Doreen Hibbert, the widow of music legend Toots Hibbert has confirmed that Dovecot Memorial Gardens in St Catherine is the place where the reggae star will be interred this morning. That will follow a private thanksgiving service without any livestreaming of the ceremony or any frills, which will be attended by some members of the Hibbert family. And while defending her decision to lay him to rest at Dovecot, Doreen added that the cemetery is a temporary resting place for the singer’s remains.
“I decide to do what I can do now. I can’t get anywhere suitable to bury him, and I don’t want to keep the body any longer,” Doreen told The Gleaner.
“I know that everybody vex, but I am doing the best I can,” she emphasised.
Relatives in Treadlight in Clarendon, where Toots was born, had hoped that the internationally acclaimed singer, and the district’s most famous son, would have had his final resting place among them, similar to reggae King Bob Marley being interred in his birthplace, Nine Mile, St Ann. The Bob Marley Mausoleum is a tourist attraction that is managed by members of Marley’s family.
Wilbert Hibbert, Toots’ nephew, told The Gleaner that his uncle would have wanted to return home and that he was praying and fasting for a huge send-off. Fans of the beloved reggae pioneer were tuned into the idea of Toots taking the proverbial country road back home. “He sings about the country road in one of his biggest songs, and he is always visiting us down here. Him never leave us out. But from Miss Doreen dem come down here and choose the land couple weeks now, we don’t hear not a word. No grave digging not going on down here, and everybody in Treadlight – my mother, sisters, my aunt – a ask me what is happening,” Wilbert said on Tuesday.
Doreen Hibbert confirmed that the family had looked at a piece of land in Treadlight, with the intention of purchasing it, but she said that there were issues with it. “The land is bushy, and there is not enough time to clear it,” she explained. But, also, the property did not change ownership, at least not between the original owner and the Hibberts.
“We didn’t buy that property, and time is running out, so we decided to take him to Dovecot. We have plans for something else later. But the answer to the question is that at the moment, his body will not be going to Treadlight.
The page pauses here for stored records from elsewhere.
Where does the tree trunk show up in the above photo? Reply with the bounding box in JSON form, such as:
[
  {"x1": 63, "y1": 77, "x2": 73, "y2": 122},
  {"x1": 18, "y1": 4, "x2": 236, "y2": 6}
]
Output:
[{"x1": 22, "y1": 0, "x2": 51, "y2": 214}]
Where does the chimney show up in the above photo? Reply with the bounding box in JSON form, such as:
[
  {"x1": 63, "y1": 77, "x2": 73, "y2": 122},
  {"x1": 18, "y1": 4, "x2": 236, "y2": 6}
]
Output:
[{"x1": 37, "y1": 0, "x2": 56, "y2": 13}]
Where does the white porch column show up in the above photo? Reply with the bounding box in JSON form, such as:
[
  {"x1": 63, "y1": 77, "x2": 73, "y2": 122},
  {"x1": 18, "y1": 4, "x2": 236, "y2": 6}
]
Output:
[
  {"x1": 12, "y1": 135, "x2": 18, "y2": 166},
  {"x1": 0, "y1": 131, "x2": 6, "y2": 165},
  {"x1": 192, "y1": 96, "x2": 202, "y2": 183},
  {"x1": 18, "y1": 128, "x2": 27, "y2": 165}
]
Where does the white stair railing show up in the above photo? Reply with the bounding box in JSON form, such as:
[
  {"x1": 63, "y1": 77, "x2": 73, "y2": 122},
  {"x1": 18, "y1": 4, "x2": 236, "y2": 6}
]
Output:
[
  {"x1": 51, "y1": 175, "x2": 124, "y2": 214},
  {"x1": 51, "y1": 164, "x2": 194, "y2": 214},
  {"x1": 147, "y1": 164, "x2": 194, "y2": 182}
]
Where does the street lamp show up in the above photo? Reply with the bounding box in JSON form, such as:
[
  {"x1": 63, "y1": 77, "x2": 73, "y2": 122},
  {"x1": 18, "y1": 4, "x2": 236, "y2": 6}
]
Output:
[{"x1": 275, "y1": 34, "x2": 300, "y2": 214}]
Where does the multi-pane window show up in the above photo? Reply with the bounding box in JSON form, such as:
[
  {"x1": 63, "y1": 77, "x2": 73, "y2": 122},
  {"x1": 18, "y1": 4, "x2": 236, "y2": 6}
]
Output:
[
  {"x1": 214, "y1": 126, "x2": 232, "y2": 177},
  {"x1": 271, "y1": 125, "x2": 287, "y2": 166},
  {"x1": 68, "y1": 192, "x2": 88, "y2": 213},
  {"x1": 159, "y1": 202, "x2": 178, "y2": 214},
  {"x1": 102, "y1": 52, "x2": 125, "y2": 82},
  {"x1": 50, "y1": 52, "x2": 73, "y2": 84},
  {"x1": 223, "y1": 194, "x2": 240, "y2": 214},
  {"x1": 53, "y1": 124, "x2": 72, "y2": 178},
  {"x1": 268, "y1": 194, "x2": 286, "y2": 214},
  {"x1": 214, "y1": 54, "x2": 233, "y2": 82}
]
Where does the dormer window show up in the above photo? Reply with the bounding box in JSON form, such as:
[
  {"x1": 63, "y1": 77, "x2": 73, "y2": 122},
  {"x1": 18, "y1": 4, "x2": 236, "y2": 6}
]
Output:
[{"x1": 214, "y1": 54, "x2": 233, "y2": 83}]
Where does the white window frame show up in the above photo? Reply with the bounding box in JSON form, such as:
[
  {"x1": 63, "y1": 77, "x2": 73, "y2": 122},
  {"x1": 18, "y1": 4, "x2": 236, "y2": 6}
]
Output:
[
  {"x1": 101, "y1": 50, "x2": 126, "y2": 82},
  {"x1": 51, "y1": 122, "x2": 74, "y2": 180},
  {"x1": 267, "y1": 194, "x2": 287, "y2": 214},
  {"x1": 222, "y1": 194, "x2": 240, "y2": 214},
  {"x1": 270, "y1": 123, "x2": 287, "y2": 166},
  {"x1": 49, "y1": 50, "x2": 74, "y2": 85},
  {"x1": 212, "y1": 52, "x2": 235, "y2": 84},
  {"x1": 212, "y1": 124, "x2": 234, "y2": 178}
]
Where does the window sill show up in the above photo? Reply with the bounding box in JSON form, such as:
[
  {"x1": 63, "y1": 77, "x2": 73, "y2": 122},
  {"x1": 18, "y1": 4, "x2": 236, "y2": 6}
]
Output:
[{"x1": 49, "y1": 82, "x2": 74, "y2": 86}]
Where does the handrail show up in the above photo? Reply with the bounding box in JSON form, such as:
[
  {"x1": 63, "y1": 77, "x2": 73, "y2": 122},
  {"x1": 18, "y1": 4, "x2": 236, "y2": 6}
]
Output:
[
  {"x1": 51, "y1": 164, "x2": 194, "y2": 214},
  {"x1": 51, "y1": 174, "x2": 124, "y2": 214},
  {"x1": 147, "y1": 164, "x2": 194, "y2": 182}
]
Everybody is not pleased, but I have nothing more to say on the matter at this time,” Toots’ widow told The Gleaner.
Not informed of the plans
According to Wilbert, he, his aunt, who is Toots’ only living sibling, and other members of the Hibbert family in Treadlight were not informed of the plans for today’s funeral. Toots’ global manager and executive assistant, Cabel ‘Jeffrey’ Stephenson, told The Gleaner that he had no comment.
A thanksgiving service for the life of Frederick Nathaniel ‘Toots’ Hibbert is scheduled for 11 o’clock this morning at the chapel at Perry’s Funeral Home, located just outside of Spanish Town.
Toots, whose career spanned six decades, died on September 11 at The University Hospital of the West Indies. He had been in a medically induced coma for nearly one week and was also on a ventilator, fighting off COVID-19-related illnesses. Two weeks prior, on August 28, Toots released his first album – Got to be Tough – in 10 years, on the Trojan Jamaica record label. Singers and musicians at every level paid tribute to the Grammy winner, who thrilled the world with songs such as S weet and Dandy, 5 4-46, P ressure Drop, Never You Change, and Bam Bam.
For the Jamaica 58 celebrations in August this year, Toots entered the Festival Song competition, the same contest that helped to launch his career in the 1960s. His entry was titled Rise Up Jamaicans.